Fear, terrorism, violence
Attacks in Paris and in San Bernardino, California, made for a tragic and disturbing end to 2015. While these events were sudden and unexpected, the political response was incredibly predictable. These acts of mass violence prompted several larger conversations about the fight against ISIS, terrorism in general, and guns. Bethany Albertson and Shana Kushner Gadarian observe that citizens' responses to anxiety follow some predictable patterns.
Although both Republicans and Democrats — mass and elite — worry about terrorism, Democrats also emphasized the gun angle. And although among the public, reservations about Syrian refugees transcended party lines, the usual partisan differences were also apparent about openness toward refugees, about the president's handling of the situation. As grim as the subject matter may be, these patterns represent something of a vindication for political science's predictive capabilities.
So why were political scientists so easily able to draw conclusions about some developments, but stymied and surprised by others? I think we learn a couple of useful things from the challenges of 2015. First, it's important to separate the systematic from the nonsystematic, the idiosyncratic, the contingent. (If you're a political scientist who went to grad school in the past 20 years, you know that from reading this book.)
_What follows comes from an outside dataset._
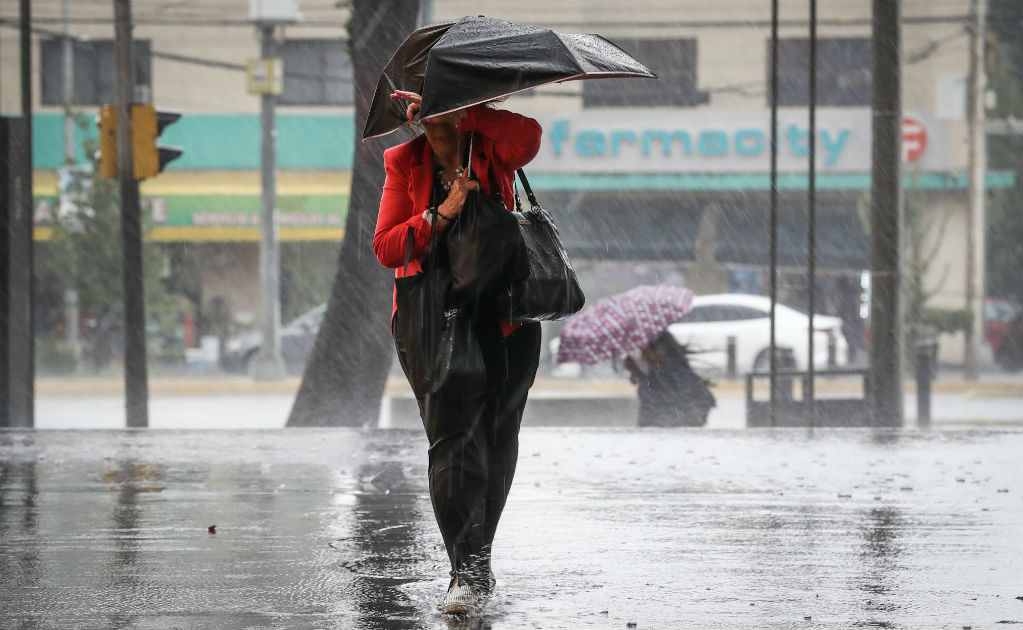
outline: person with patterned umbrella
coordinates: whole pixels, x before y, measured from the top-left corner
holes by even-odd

Not predicting Trump is one thing — the emergence of a well-known and unconventional candidate like Donald Trump is a contingent event. The bigger puzzle regarding the nomination, in my opinion, is why elites haven't coordinated more among the more conventional politicians in the race. Predicting specific developments that rest mainly on a matter of decision-making by a few individuals — presidential runs, speaker resignations, even terror attacks — is difficult. Coming up with probabilistic models of how existing belief systems, like partisanship or ideology, will shape beliefs about other issues is comparatively easier.
But the difference isn't just in the nature of the events themselves. It also has to do with how we can study them. Albertson and Gadarian's conclusions about "anxious politics" for example, are based on extensive and careful experimental studies. It's possible to exert this kind of control on the research situation in political psychology — to randomize exposure to political information or other stimuli, to eliminate other explanations for the results you observe, to see if the results remain consistent over multiple trials.
This doesn't work so well for something like a presidential election. People frown on random assignment and replication when it comes to stuff like binding democratic processes and violence. (And, of course, there is the gray area of field experiments.) These practical and ethical considerations will also affect what we know, and thus what we can predict.
What we saw in 2015 pushed at the limits of what we know and understand about politics. And it was another tough and introspective year for political science as a discipline. Yet there are reasons to be optimistic. The complexity and importance of politics in the coming year means that political science has the potential to be highly relevant to some big conversations. However, most of us know that the answers to big questions are really lots of smaller answers to smaller questions.
Based on what I observed in 2015, I anticipate that in 2016 we'll be seriously grappling with the balance between the political and the science. To us, the content is the method. To those outside our field, the content is, well, the content. In an eventful election year, it's on us to explain how those fit together.